4 out of 5
Woot, more Nate Cosby. This is a little bold to sell as a $5 special, seeing as how some pages at the end are dedicated to an unrelated preview.
Green Hornet, Rocketeer, the Shadow – I’m happy for the pulp hero resurrection, but I’ve had trouble getting into them for some reason, even when written by scribes I’m down with, such as Mark Waid. This might be because heroes of eras gone by were generally just sketches of ideas or concepts, and thus modernizations can either attempt to add to the history or do a cheeky thing, and either way it then seems like you’re sort of getting short-changed – the former means it’s no longer the original idea, and the latter can’t really break free of inherent limitations. From the first couple pages of this ish, though, I felt that Cosby had found a good way ‘in’ to the character for me… by not really featuring him as a character at all. Hornet and Kato are the co-stars to a young paper seller who dreams herself into the Green Hornet world as ‘the Green Gun Girl.’ Evan Shaner does a bang up job illustrating the lil’ ladies’ imaginings in ‘old comics style’ – interestingly very similar to Chris Samnee’s current Daredevil work, with expressive characters and well framed panels with seemingly simple linework keeping it all very fluid and graceful – and this gives Cosby a chance to work some grins in by straddling the cheeky line, and then we’re back to the more dreary, shadowed present day illustrated by Edu Menna, where the girl – Ruby – returns home to fork over her daily earnings to her alcoholic pop. But as I saw with ‘Cow Boy,’ there are little moments that sell the characterizations perfectly and give the story interesting emotional heft – Ruby withholding some coins, secreted in her boots, emptied over her bed as she continues to daydream, or the way her father instantly switches from aggressive to protector when, of course, some Hornet action bumbles into Ruby’s paper route and the girl finds herself both assisting GH and then on the run from the villains.

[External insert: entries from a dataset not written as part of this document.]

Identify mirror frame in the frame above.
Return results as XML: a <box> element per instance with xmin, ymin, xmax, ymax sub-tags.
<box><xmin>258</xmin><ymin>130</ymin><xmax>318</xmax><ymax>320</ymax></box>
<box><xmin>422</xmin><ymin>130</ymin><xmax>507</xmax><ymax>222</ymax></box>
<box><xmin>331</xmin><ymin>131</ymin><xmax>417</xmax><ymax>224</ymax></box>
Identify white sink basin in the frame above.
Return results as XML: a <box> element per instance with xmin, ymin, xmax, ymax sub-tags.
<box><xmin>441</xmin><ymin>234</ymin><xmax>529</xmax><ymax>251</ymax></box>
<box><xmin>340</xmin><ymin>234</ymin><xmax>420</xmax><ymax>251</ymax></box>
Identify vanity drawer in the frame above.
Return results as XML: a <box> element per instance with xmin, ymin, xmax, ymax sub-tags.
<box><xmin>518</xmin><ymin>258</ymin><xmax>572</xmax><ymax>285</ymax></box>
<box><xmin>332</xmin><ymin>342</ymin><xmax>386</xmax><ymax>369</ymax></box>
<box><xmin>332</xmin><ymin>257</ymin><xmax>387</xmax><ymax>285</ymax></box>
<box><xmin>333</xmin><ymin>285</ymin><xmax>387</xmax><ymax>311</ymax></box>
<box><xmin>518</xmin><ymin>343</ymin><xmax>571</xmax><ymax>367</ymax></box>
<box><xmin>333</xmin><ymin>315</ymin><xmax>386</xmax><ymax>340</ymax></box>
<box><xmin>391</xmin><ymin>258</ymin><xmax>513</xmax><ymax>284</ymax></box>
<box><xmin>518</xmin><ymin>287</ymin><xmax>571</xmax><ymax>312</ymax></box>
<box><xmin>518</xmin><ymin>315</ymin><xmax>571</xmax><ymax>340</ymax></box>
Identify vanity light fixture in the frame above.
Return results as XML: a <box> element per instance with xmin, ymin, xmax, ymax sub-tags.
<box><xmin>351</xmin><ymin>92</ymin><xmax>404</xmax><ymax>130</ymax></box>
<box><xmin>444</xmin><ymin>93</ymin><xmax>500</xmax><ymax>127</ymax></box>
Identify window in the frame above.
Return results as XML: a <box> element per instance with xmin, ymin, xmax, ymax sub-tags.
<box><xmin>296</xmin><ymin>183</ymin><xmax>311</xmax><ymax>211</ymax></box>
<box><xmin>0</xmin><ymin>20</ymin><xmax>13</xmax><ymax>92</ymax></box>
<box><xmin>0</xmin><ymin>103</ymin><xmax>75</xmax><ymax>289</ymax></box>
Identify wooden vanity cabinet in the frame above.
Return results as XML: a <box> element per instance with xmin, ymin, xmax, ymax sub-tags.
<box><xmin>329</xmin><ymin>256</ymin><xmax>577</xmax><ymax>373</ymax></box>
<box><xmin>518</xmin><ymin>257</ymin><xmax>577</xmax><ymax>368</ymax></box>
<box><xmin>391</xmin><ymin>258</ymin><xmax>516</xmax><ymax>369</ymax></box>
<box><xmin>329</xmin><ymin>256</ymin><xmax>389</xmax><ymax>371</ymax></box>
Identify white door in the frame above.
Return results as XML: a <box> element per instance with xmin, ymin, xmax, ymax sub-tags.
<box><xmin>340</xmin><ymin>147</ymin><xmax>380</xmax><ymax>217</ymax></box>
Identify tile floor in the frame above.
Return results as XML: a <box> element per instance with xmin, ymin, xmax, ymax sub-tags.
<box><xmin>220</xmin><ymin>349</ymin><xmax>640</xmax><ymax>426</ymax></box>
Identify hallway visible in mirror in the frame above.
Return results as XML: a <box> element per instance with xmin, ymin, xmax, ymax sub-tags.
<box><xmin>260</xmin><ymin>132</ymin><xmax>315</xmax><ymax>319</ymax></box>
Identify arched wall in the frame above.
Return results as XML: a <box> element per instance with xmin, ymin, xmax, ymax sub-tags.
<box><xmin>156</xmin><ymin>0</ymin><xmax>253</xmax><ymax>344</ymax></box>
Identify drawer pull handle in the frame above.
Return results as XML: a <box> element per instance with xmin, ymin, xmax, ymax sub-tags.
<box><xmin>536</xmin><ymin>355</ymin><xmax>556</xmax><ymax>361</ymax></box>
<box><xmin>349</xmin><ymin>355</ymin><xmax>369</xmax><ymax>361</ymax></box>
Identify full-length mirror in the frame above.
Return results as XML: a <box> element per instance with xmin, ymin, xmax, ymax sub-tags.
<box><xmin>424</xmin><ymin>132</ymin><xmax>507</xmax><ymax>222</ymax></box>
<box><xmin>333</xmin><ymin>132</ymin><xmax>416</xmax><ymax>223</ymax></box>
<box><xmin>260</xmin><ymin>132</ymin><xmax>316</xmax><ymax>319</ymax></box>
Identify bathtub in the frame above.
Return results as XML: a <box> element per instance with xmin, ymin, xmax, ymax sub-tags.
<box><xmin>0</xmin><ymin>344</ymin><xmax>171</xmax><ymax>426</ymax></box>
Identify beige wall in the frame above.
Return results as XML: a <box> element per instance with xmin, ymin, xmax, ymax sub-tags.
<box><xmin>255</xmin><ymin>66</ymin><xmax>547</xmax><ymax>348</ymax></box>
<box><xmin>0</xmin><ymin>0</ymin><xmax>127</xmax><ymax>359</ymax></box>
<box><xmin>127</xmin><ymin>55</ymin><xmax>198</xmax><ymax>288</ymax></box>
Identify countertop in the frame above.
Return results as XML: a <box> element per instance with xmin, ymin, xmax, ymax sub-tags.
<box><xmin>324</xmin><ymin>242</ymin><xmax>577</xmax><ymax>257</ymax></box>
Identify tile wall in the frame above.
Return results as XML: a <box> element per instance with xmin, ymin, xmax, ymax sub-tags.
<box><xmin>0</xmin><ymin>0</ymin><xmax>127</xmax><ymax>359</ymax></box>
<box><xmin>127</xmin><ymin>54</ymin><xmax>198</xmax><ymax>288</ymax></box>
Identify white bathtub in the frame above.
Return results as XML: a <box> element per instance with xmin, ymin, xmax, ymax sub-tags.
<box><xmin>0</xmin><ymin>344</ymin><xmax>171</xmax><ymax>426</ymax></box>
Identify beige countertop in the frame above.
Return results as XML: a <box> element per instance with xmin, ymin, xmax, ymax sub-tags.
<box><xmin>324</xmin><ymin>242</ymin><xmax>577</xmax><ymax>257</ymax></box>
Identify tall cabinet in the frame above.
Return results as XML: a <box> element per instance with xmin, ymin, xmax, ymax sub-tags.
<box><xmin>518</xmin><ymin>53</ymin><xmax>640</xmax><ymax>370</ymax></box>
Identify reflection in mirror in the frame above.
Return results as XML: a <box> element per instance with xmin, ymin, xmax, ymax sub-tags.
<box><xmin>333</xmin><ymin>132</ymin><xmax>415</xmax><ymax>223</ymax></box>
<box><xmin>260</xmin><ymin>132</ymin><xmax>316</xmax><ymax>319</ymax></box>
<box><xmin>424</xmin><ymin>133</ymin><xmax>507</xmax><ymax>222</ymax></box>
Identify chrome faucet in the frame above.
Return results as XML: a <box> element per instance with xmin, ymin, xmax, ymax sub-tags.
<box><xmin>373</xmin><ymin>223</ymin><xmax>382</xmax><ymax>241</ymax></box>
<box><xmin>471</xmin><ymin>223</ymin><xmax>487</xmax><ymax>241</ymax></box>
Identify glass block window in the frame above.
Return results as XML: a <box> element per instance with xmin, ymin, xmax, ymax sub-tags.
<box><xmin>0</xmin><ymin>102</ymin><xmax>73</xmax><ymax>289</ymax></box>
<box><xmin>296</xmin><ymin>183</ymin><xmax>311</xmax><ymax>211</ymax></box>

Menna’s art is a little stiff, but he finds a perfect face for Ruby, and Marcelo Pinto’s color shifts between the old style and present day really help to knit it all together. The story ends a little simply, as a lot of one shot tales must, with Ruby getting a sort of funny ‘reward’ for her assistance that, sure, ties into the narrative and title but feels rather pointless overall.
The price is steep, but this would’ve been a cool way to get introduced to the revamp, or even better, a good kick-off to a series with tales in a similar vein – one shots of average joe’s interactions with the Hornet.